Single by Jonatan Cerrada

from the album Siempre 23
- B-side: "Lettre à France"
- Released: 21 July 2003
- Recorded: 2003
- Genre: Pop
- Length: 4:04
- Label: Sony BMG
- Songwriter(s): Michel Jonasz Millmer Peter
- Producer(s): Jean-Claude Chachaty

Jonatan Cerrada singles chronology
|  | "Je voulais te dire que je t'attends" (2003) | "Rien ne me changera" (2003) |

= Je voulais te dire que je t'attends =

"Je voulais te dire que je t'attends" is a ballad song originally recorded in 1976 by the French singer Michel Jonasz. It was covered by The Manhattan Transfer in 1978 on the album Pastiche (fourth track), and released as a double A-sided single with a cover of Where Did Our Love Go reaching No 40 in the UK singles chart.
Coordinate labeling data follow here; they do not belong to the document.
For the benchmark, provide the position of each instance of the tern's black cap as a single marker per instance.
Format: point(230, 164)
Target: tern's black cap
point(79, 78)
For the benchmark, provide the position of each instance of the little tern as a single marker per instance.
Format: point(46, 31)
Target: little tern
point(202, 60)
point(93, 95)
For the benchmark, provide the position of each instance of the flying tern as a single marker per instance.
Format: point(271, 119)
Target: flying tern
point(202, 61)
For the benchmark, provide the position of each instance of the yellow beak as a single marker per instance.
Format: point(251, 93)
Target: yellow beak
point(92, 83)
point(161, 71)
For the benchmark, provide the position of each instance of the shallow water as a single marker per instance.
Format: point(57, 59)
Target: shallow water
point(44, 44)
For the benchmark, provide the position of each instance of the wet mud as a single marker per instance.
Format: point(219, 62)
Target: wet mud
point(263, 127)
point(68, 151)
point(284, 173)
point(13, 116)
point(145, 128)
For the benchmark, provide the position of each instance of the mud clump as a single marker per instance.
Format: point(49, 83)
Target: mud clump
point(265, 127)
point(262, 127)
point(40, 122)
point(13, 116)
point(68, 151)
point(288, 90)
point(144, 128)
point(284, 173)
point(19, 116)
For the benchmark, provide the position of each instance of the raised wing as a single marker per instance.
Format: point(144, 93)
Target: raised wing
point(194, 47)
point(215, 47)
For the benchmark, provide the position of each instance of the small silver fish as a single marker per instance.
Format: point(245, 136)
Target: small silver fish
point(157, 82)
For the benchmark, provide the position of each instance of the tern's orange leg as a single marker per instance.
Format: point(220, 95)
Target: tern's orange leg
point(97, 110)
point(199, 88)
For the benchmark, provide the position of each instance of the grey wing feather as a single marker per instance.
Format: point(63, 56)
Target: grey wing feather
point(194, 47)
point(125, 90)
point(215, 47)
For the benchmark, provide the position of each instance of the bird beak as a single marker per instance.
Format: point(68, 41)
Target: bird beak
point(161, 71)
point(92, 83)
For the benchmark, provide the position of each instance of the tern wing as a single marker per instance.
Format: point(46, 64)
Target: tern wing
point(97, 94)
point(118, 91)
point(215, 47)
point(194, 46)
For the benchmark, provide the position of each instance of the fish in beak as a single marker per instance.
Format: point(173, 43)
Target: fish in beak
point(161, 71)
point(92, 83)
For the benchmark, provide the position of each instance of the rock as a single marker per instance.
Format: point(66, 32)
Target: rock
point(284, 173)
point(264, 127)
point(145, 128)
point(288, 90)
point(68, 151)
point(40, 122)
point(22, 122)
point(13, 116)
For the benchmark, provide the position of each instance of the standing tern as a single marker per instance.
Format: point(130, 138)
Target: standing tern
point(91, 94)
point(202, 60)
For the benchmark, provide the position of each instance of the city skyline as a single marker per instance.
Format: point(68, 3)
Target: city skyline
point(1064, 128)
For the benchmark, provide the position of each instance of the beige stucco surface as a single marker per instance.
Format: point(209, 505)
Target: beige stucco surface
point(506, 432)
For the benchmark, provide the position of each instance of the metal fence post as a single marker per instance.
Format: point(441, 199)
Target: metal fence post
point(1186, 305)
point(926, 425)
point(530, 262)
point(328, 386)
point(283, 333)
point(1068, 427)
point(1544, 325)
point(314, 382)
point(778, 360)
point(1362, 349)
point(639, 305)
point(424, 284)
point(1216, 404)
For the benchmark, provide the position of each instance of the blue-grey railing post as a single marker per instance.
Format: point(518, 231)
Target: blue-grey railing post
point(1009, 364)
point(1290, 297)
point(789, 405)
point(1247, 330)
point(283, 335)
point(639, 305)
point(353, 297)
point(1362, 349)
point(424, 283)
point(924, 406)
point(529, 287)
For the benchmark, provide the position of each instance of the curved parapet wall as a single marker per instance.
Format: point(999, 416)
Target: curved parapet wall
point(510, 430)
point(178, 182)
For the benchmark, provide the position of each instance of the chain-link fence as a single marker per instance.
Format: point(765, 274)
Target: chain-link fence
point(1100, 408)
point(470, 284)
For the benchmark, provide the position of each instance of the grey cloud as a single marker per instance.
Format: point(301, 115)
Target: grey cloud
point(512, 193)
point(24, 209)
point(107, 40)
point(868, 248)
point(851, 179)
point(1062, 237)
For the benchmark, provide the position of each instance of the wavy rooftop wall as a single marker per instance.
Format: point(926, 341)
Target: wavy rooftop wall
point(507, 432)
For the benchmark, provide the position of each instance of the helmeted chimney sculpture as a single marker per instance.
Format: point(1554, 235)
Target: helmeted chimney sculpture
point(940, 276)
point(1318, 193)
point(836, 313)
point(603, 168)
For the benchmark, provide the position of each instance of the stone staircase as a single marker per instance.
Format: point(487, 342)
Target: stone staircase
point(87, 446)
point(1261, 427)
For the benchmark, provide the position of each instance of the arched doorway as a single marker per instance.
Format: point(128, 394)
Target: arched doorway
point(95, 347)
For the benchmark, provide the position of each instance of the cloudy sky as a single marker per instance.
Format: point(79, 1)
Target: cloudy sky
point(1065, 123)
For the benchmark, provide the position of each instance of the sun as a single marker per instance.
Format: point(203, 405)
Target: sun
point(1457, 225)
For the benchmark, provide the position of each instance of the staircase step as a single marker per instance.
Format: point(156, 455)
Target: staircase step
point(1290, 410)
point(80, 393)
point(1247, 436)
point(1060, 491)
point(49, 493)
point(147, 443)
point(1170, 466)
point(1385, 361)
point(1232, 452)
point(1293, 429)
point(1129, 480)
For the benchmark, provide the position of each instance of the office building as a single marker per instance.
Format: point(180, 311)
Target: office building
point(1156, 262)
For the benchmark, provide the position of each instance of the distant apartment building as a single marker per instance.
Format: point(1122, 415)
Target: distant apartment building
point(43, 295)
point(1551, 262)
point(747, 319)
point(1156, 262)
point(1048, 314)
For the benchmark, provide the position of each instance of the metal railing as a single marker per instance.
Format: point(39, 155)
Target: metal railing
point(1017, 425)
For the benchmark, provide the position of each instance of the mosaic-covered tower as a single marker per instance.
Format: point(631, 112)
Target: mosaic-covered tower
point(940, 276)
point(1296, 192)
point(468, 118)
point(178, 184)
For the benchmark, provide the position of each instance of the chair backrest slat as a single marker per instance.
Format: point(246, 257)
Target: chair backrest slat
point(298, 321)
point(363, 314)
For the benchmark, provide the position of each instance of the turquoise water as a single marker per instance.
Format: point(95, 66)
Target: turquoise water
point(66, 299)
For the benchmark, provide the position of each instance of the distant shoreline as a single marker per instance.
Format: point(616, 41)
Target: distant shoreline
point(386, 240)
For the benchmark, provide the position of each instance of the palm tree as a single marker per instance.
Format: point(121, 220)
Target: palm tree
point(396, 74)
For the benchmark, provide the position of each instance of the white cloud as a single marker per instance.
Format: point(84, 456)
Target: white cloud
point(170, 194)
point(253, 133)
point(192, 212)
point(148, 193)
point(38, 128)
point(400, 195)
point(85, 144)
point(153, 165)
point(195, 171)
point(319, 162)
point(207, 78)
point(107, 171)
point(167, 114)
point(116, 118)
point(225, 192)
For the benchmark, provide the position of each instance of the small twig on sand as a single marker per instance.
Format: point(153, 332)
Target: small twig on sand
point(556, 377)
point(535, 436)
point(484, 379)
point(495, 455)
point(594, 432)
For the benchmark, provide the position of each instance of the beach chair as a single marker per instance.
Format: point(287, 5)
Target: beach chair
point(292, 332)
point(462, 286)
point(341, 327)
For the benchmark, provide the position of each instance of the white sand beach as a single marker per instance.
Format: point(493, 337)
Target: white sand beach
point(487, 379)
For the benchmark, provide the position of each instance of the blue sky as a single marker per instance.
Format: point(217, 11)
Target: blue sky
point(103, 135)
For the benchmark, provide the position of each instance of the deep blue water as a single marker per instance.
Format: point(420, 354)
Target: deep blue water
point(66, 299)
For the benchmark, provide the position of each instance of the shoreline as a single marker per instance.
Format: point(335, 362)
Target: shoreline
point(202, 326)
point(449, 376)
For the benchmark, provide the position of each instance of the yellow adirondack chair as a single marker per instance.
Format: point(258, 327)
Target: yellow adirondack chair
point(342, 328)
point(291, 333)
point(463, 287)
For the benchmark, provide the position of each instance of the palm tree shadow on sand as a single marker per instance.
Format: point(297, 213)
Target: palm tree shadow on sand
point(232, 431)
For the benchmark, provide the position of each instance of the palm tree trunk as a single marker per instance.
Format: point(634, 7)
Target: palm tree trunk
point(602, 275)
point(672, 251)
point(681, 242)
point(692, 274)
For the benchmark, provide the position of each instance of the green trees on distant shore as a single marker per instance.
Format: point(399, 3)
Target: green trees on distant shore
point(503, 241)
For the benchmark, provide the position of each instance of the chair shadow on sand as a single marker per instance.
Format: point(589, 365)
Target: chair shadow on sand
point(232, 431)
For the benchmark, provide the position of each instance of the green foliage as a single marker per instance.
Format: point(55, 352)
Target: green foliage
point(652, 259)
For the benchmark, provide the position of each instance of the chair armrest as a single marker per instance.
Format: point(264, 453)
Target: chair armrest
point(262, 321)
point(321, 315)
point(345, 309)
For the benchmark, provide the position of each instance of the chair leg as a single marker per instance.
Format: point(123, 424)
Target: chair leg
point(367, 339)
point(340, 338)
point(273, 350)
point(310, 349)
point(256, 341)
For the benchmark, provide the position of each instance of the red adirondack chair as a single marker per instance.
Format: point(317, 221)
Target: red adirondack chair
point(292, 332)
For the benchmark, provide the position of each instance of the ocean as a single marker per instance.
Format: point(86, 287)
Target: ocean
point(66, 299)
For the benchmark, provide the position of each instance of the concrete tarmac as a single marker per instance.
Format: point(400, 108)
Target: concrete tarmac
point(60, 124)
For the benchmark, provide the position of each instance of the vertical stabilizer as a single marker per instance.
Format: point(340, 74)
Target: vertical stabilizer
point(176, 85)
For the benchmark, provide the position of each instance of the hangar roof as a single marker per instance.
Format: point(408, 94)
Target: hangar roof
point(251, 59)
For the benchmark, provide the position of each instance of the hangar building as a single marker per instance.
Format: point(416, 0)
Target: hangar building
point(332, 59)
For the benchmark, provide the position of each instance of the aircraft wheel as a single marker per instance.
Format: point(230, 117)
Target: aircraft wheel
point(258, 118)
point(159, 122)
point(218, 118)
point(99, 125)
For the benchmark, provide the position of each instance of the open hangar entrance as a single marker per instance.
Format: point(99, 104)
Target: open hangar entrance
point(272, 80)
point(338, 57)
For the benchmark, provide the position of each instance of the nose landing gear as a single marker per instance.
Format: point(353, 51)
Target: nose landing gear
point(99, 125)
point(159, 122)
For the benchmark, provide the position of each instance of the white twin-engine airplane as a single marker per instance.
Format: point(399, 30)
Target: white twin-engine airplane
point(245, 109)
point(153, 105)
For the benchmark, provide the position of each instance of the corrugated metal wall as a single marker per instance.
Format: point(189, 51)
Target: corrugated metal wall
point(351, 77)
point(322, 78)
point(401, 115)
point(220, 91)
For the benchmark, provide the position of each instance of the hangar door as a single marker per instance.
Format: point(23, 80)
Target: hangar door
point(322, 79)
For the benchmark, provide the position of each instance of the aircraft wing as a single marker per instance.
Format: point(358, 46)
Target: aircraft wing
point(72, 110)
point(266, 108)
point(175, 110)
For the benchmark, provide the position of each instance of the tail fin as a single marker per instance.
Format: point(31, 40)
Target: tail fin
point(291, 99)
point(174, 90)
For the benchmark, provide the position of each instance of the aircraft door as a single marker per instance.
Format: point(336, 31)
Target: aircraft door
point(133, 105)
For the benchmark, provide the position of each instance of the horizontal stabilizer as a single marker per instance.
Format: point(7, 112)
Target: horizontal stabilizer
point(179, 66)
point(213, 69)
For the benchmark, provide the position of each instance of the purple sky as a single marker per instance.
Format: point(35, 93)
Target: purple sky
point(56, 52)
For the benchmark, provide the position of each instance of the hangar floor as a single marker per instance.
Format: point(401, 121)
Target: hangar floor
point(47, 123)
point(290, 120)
Also by Isabelle Boulay, Diane Dufresne Maurane and Patrick Bruel in 2001 for Les Enfoirés' album L'Odysée des Enfoirés, and by Hoda, Lucie and Sofiane, three contestants of the French version of Star Academy 4 whose cover is available on the 2004 album Les Meilleurs Moments.

The most famous cover version was that of Belgian singer Jonatan Cerrada in 2003, the only one that was released as a single, which achieved a great success in Belgium (Wallonia), France and Switzerland. The song was the debut single for the singer from his album Siempre 23, on which it features as fourth track.

==Track listings==
- CD single
1. "Je voulais te dire que je t'attends" — 4:04
2. "Lettre à France" (live) — 3:04

- Digital download
3. "Je voulais te dire que je t'attends" — 4:04

==Charts and sales==

===Weekly charts===

| Chart (2003) | Peak position |
|---|---|
| Belgium (Ultratop 50 Wallonia) | 1 |
| France (SNEP) | 2 |
| Switzerland (Schweizer Hitparade) | 9 |

===Year-end charts===

| Chart (2003) | Position |
|---|---|
| Belgian (Ultratop 50 Wallonia) | 4 |
| French (SNEP) | 21 |
| Swiss Singles Chart | 40 |

===Certifications===

Certifications for "Je voulais te dire que je t'attends"
| Region | Certification | Certified units/sales |
| Belgium (BRMA) | Platinum | 50,000^{*} |
| France (SNEP) | Gold | 250,000^{*} |
^{*} Sales figures based on certification alone.